M. B soutient, dans le dernier état de ses écritures, que :
— les décisions portant obligation de quitter le territoire français, refus de délai de départ volontaire, fixation du pays de destination et interdiction de retour sur le territoire français sont entachées d’incompétence ;
— les décisions portant obligation de quitter le territoire français et portant refus de délai de départ volontaire :
* sont insuffisamment motivées ;
* violent l’article 8 de la Convention européenne de sauvegarde des droits de l’homme et des libertés fondamentales ;
* violent l’article 3 de la Convention internationale des droits de l’enfant ;
* sont entachées d’une erreur manifeste d’appréciation quant aux conséquences sur sa situation personnelle ;
— la décision portant refus d’un délai de départ volontaire :
* est illégale par voie de conséquence de l’illégalité de la décision portant refus de séjour ;
* est entachée d’un vice de procédure tiré de l’absence de saisine de la commission du titre de séjour ;
* est entachée d’une erreur manifeste d’appréciation et d’une erreur d’appréciation notamment au regard de la menace à l’ordre public que constituerait son comportement ;
* est entachée d’un défaut d’examen approfondi de sa situation ;
— la décision fixant le pays de destination :
* est illégale par voie de conséquence de l’illégalité de la décision portant obligation de quitter le territoire français ;
* est entachée d’une erreur de droit ;
* viole les stipulations de l’article 8 de la Convention européenne de sauvegarde des droits de l’homme et des libertés fondamentales ;
— la décision portant interdiction de retour sur le territoire français :
* est illégale par voie de conséquence de l’illégalité des décisions portant obligation de quitter le territoire français et refus d’un délai de départ volontaire ;
* est insuffisamment motivée ;
* est entachée d’une erreur manifeste d’appréciation quant aux conséquences sur sa situation personnelle ;
— la décision portant assignation à résidence est entachée d’une erreur manifeste d’appréciation.

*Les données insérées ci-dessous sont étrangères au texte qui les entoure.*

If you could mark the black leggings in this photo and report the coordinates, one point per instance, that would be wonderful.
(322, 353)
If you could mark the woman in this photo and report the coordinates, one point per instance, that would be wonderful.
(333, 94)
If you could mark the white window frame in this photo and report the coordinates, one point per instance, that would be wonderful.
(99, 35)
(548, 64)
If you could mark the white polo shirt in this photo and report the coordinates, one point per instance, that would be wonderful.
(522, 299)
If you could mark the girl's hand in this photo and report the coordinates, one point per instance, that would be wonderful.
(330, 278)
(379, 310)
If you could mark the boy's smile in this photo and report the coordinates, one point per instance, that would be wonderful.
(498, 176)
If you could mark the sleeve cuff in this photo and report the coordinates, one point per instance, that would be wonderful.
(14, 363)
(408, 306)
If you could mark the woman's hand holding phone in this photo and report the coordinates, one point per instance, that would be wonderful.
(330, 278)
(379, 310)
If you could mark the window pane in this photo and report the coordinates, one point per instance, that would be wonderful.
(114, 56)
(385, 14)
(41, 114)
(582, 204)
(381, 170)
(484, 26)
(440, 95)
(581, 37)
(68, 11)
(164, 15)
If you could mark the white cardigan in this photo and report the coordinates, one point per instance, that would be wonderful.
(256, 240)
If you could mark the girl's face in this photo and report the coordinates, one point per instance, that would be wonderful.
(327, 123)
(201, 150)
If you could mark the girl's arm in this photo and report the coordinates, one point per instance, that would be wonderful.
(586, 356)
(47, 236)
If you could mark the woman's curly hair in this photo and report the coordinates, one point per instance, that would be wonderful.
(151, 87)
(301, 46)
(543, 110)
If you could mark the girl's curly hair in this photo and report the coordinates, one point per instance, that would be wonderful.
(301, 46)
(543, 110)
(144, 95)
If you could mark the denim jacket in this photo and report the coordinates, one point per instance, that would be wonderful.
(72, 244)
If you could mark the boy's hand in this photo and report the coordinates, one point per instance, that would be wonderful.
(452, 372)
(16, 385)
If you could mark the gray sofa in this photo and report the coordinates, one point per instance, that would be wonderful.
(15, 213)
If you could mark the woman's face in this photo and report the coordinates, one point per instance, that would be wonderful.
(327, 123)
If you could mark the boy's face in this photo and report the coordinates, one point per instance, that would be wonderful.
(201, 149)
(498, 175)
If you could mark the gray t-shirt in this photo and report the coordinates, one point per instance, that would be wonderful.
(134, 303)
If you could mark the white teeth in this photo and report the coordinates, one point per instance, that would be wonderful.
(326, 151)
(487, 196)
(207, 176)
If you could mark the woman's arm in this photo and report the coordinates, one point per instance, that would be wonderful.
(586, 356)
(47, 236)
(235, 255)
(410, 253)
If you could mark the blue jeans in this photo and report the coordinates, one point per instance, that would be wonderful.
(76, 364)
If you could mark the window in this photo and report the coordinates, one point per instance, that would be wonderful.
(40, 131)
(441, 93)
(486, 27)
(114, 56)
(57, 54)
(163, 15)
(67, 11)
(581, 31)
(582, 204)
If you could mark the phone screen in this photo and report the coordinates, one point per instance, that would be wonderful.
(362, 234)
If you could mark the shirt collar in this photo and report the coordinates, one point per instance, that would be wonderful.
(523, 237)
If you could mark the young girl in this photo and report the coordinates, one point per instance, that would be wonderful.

Par un mémoire en défense et une pièce, enregistrés les 6 et 9 décembre 2024, la préfète du Loiret, représentée par le cabinet Actis Avocats, conclut au rejet de la requête.
Elle soutient qu’aucun des moyens soulevés par M. B n’est fondé.

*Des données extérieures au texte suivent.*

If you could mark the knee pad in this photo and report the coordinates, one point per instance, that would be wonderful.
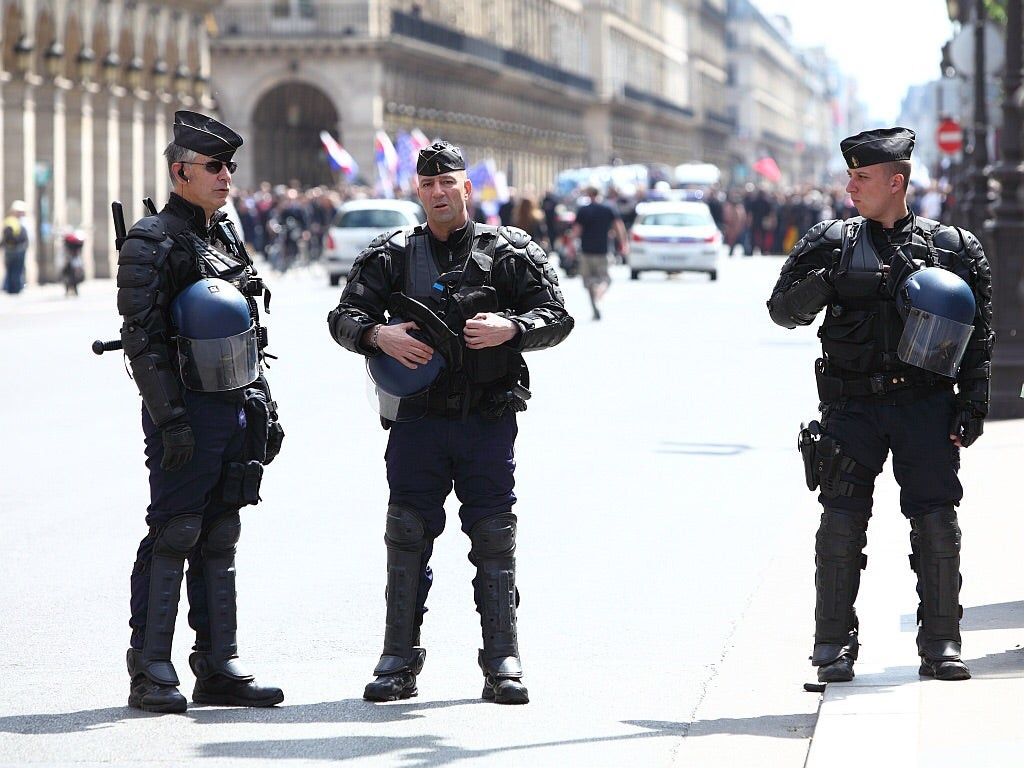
(404, 528)
(224, 534)
(936, 534)
(494, 537)
(842, 535)
(178, 537)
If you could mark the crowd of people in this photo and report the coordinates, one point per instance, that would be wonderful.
(287, 222)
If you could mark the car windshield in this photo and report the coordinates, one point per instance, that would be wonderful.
(675, 218)
(371, 218)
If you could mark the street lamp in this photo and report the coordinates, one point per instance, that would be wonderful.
(53, 56)
(112, 64)
(977, 189)
(1006, 231)
(160, 75)
(134, 72)
(23, 53)
(200, 85)
(181, 79)
(86, 61)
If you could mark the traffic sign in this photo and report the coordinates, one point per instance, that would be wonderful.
(950, 136)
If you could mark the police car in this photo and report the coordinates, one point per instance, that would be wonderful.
(357, 222)
(674, 237)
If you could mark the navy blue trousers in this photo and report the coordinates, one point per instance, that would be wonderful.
(925, 461)
(426, 459)
(219, 428)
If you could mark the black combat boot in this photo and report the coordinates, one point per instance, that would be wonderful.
(494, 554)
(935, 545)
(152, 694)
(839, 560)
(220, 678)
(406, 538)
(154, 680)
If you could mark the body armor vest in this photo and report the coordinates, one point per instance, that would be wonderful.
(457, 296)
(862, 329)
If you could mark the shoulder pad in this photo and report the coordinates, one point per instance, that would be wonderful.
(827, 232)
(514, 236)
(395, 238)
(948, 239)
(150, 227)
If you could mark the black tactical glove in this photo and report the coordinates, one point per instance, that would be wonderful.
(901, 266)
(178, 444)
(968, 422)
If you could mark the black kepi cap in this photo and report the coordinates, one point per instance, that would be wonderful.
(880, 145)
(205, 135)
(439, 158)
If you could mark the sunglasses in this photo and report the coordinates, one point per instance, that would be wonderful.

Vu les autres pièces du dossier.
Vu :
— la directive n° 2008/115/CE du Parlement européen et du Conseil du 16 décembre 2008 relative aux normes et procédures communes applicables dans les États membres au retour des ressortissants de pays tiers en séjour irrégulier ;
— le code de l’entrée et du séjour des étrangers et du droit d’asile ;
— le code de justice administrative.
Le président du Tribunal a désigné M. Girard-Ratrenaharimanga, premier conseiller, pour statuer sur les requêtes relevant de la procédure prévue aux articles L. 776-1 et R. 776-1 du code de justice administrative dans leur rédaction valable à compter du 15 juillet 2024.
Les parties ont été régulièrement averties du jour de l’audience.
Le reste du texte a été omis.